The rapid pace of digitalisation is transforming the component hardware-driven automotive sector to a software- and solutions-focused industry. In future, all aspects of the mobility value chain will be digitalised: From the shortening of product life cycles due to higher software dependency, over the transformation of car dealerships to the actual sales process and maintaining the relationship with the user – everything will be coined by the opportunities and challenges digitalisation offers. Digital Transformation of the Automotive Industry, recent research from Frost & Sullivan’s Future of Mobility Growth Partnership Service program, breaks this overall trend down into five pillars: The Future of Mobility, Industry 4.0, connected and autonomous car, digital retailing, Connected Supply Chain and Mobility as a Service (MaaS).
“Digital transformation will affect the entire automotive value chain, including design, production, distribution and retail, reshaping the traditional automotive business model. New models will consider data, connectivity and cybersecurity,” explains Frost & Sullivan Mobility Senior Consultant Sriram Venkatraman. “As a result, the drivers of digital initiatives will change from CEOs, CIOs and the IT departments; by 2020, Chief Digital Officers will steer the strategic and digital initiatives across luxury and economy brands.”
Car manufacturers and suppliers will seek partnerships with technology vendors and specialists for cloud computing, cybersecurity, telematics, connectivity and 3D printing solutions. Robert Bosch, Harman International, Continental, Magneti Marelli and Denso are focusing on digital initiatives.
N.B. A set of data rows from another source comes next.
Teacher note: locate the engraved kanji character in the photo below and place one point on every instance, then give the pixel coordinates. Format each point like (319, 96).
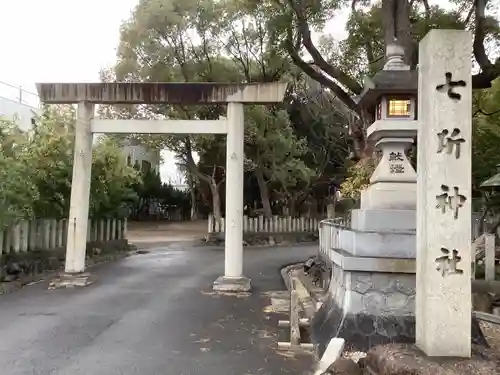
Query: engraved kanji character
(397, 168)
(449, 142)
(447, 264)
(453, 202)
(396, 156)
(449, 85)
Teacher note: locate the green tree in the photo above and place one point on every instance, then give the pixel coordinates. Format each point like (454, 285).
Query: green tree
(17, 190)
(186, 41)
(339, 65)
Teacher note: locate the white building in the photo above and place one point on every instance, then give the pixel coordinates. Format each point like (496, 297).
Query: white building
(23, 107)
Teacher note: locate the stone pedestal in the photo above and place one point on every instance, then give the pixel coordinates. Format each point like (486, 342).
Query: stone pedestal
(397, 359)
(228, 284)
(68, 280)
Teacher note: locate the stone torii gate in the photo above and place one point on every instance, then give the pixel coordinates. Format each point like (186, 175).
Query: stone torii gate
(87, 95)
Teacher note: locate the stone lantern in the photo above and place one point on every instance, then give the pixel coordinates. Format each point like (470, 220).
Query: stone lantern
(372, 290)
(391, 98)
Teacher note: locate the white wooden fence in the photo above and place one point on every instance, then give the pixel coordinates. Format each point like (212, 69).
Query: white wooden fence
(276, 224)
(43, 234)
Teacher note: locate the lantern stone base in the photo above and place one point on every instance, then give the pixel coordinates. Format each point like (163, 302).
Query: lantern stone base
(367, 309)
(390, 195)
(380, 244)
(396, 359)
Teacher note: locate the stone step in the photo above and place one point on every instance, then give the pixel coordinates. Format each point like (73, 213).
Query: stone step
(377, 220)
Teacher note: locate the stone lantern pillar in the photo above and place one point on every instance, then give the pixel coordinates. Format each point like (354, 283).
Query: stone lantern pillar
(372, 290)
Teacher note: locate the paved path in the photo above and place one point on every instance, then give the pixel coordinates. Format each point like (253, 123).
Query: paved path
(151, 314)
(152, 233)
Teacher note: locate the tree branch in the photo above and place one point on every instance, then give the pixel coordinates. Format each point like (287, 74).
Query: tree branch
(332, 71)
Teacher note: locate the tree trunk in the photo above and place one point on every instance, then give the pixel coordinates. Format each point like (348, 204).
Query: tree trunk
(194, 205)
(214, 189)
(264, 193)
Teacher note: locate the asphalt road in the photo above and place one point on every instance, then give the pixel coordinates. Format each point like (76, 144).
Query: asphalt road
(150, 314)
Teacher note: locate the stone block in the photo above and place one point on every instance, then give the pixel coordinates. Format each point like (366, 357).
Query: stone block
(368, 309)
(385, 195)
(377, 244)
(379, 220)
(232, 284)
(397, 359)
(332, 353)
(69, 280)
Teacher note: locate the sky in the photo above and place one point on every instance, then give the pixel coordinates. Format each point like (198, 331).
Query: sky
(69, 40)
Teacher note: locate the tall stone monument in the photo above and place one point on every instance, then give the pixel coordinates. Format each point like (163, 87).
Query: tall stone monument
(443, 314)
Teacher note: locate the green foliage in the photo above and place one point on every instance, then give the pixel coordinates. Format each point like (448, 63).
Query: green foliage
(36, 170)
(358, 178)
(486, 134)
(17, 190)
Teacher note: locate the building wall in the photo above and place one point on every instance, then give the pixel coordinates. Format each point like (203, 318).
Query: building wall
(137, 154)
(12, 108)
Companies such as Ford, GM, Tesla, Volkswagen and Toyota, which focus on connected cars, autonomous driving, and mobility, will compete with technology, semiconductor manufacturers and mobility companies.
Frost & Sullivan shares other upcoming market developments including:
- Robust technology investments from automotive companies to realise recurring revenues from new services; IT spend will increase from $37.95 billion in 2015 to reach $168.8 billion in 2025
- Investment focus on electric vehicles, new mobility services, multi-modality, artificial intelligence, and autonomous vehicles
- Disruption of automotive industry supply chain as more than 1,700 new digital startups enter the market
- Enhanced security across both horizontal and vertical business layers as businesses integrate IoT and big data analytics
- Country-specific, digital retailing strategy for new/used cars in addition to aftermarket and servicing
Digital transformation of the automotive industry set to pave way new revenue streams
“Autonomous cars only will account for a 84 billion dollar market by 2030”, estimates Franck Leveque, Frost & Sullivan Partner Mobility. “50 percent of these 84 billion Dollars will be software related, which exemplifies perfectly how the mobility sector converges with other industries,” he continues.
Similar trends can be observed for retailing. By 2020, the retail store footprint will be 15 to 20 percent less than the current average store size and future garages will incorporate technology at various levels. The goal is an engaging digital experience to increase loyalty.
Today already 40 million people use app-enabled carpooling services, and the usage of ridehailing apps has grown rapidly to over 70 million users. Frost & Sullivan’s mobility research has highlighted the continued trend of the automotive industry investing in dedicated collaborations. “As information services, in particular, become more sophisticated, the potential to integrate and aggregate mobility services is increasing,” explains Shwetha Surender, Program Manager Mobility. This allows users to plan, book and pay for their journeys on the smartphone in real time. To make this effective, partnerships between both private and public transport providers are essential. The revenue potential of such digital mobility services is expected to rise to ~$2 trillion by 2025 globally, explaining the continued interest from the private sector.
The evolving digital lifestyle expectations and demands for new and innovative services will affect all components of the digitalisation of the industry. However, according to Frost & Sullivan, it will be most visible within the emergence of Mobility as a Service (MaaS). Increasingly, a readiness to combine different modes of transportation is shaping the industry. The lines between public and private transport are becoming blurred in favor of a multi-modal integrated transportation system encouraging the emergence of models such as smart ticketing, multi solutions and aggregated booking.
“By 2030, the digitalisation roadmap in the automotive industry will move from digital services to car-as-a-service (CaaS) to MaaS, making vehicles an element of a connected living solution,” notes Venkatraman. “Automotive companies adopting custom digital initiatives after thorough analysis will be able to successfully leverage their software investments, access new markets, and easily adopt best practices.”